Benchmarking Terms of Reference

This is an extract from an original article by Pam Morris - Total Metrics - published in IFPUG Book on Software Measurement 2011.

Terms of Reference

It is our recommendation that before engaging a benchmark supplier, or funding an in-house benchmarking program, that the sponsors work with the benchmarker and stakeholders to establish the ‘Terms of Reference’ for the benchmarking activity. These terms should include the agreed position for each of the following:

1. Strategic Intent of the Benchmark

o How will the results be used?

2. Type of Benchmark

o Internal and/or external?

3. Benchmark Performance Metrics

o What are the processes or products required to be assessed to satisfy the goals of the benchmark and how will they be measured?

4. Standards for Measures

o What are the agreed units of measurement, data accuracy and validation requirements?

5. Scope of the Benchmark

o What are the inclusion and exclusion criteria for projects and applications?

6. Frequency of Benchmark

o When and how often should measures be collected and reported?

7. Benchmark Peers

o What are the criteria by which equivalent sample data will be selected for comparison?

8. Benchmarking Report

o Who will be the audience, and what will be the report’s structure, content and level of detail provided, to support the results?

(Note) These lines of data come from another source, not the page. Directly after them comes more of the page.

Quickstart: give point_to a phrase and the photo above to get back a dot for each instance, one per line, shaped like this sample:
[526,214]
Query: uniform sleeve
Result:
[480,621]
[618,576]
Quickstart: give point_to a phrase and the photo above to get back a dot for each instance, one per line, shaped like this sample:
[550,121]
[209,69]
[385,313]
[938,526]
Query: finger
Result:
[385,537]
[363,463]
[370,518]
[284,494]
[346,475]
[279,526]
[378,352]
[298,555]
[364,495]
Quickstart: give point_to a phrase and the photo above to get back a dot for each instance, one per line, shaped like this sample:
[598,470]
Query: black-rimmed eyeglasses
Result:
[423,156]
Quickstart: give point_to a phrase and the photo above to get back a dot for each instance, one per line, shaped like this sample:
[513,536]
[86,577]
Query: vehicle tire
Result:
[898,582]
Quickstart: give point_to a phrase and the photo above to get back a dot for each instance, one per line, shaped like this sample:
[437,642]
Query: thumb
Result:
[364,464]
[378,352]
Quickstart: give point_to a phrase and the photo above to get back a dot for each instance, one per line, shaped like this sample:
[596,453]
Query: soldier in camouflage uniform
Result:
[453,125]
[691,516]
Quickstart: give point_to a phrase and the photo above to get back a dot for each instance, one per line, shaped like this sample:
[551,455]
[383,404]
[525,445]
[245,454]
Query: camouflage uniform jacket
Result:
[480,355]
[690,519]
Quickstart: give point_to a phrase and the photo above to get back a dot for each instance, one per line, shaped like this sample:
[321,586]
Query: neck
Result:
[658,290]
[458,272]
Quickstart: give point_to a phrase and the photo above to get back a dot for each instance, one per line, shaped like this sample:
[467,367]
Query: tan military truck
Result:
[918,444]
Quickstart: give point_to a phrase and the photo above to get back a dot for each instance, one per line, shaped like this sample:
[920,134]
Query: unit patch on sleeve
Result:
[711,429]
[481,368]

9. Dispute Resolution Process

o What is the process that will be followed should disagreement arise about the validity of the benchmarking results?

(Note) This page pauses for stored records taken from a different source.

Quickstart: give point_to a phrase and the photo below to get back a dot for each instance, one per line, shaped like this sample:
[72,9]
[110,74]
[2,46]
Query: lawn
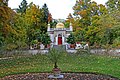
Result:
[68,63]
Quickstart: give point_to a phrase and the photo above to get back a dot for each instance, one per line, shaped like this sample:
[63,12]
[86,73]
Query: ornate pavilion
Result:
[59,34]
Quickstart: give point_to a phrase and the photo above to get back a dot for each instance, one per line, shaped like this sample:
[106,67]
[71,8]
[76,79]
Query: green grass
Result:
[68,63]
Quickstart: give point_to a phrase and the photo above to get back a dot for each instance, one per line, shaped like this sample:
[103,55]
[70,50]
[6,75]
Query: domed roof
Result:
[60,25]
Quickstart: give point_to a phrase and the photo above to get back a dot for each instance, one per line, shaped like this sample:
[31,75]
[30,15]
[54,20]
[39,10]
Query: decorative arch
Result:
[59,39]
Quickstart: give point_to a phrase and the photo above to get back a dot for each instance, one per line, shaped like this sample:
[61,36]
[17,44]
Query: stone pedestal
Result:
[58,77]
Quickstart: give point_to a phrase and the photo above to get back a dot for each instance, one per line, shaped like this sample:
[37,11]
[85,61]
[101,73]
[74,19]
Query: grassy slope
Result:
[68,63]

1. Strategic Intent of the Benchmark

Sponsors of the benchmark need to work with IT Management to establish:

• The objectives of the benchmarking activity i.e. what are the results required to demonstrate; within what period, and for what purpose. What are the criteria by which the benchmark will be judged to be successful. Common reasons for benchmarking include monitoring:

o Process improvement initiatives

o Outsourcing contract performance against targets

o Consistency in performance across organisational units

o Benefits achieved from new investments or decisions compared to benefits claimed

o Performance compared to competitors or industry as a whole

• The stakeholders, i.e. who will be responsible for the benchmark’s design, data collection, analysis, review, approval, sign off and funding.

2. Type of Benchmark

Establish whether the organisation will benchmark:

• Internally to demonstrate improvement trends over time for the organisations internal processes, or

• Externally to compare internal results with external independent organisational units, or Industry as a whole.

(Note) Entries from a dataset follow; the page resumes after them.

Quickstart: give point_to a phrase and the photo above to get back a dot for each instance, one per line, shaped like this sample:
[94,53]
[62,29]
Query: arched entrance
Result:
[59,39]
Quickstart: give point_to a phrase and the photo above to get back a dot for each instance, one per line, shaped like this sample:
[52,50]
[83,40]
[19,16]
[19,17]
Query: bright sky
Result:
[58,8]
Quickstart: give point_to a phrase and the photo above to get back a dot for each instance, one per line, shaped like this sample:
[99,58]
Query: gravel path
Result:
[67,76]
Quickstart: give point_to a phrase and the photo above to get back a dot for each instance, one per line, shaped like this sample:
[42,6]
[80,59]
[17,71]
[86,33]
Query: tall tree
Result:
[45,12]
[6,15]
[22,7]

Organizations that are aware of their own limitations will recognise their need to improve without first being compared externally to demonstrate how much improvement is required. As a first step, it is recommended that organizations start by internally benchmarking, and then when their own measurement and benchmarking processes are established, do some external benchmarking to establish their industry competitiveness. However, prior to determining standards for the collection, analysis and reporting of their benchmark metrics, they should first identify their proposed strategy for externally benchmarking. This enables their internal benchmarking framework to be aligned to that of the External Benchmark Data Set, thereby facilitating the next step of External Benchmarking without any rework to realign the data.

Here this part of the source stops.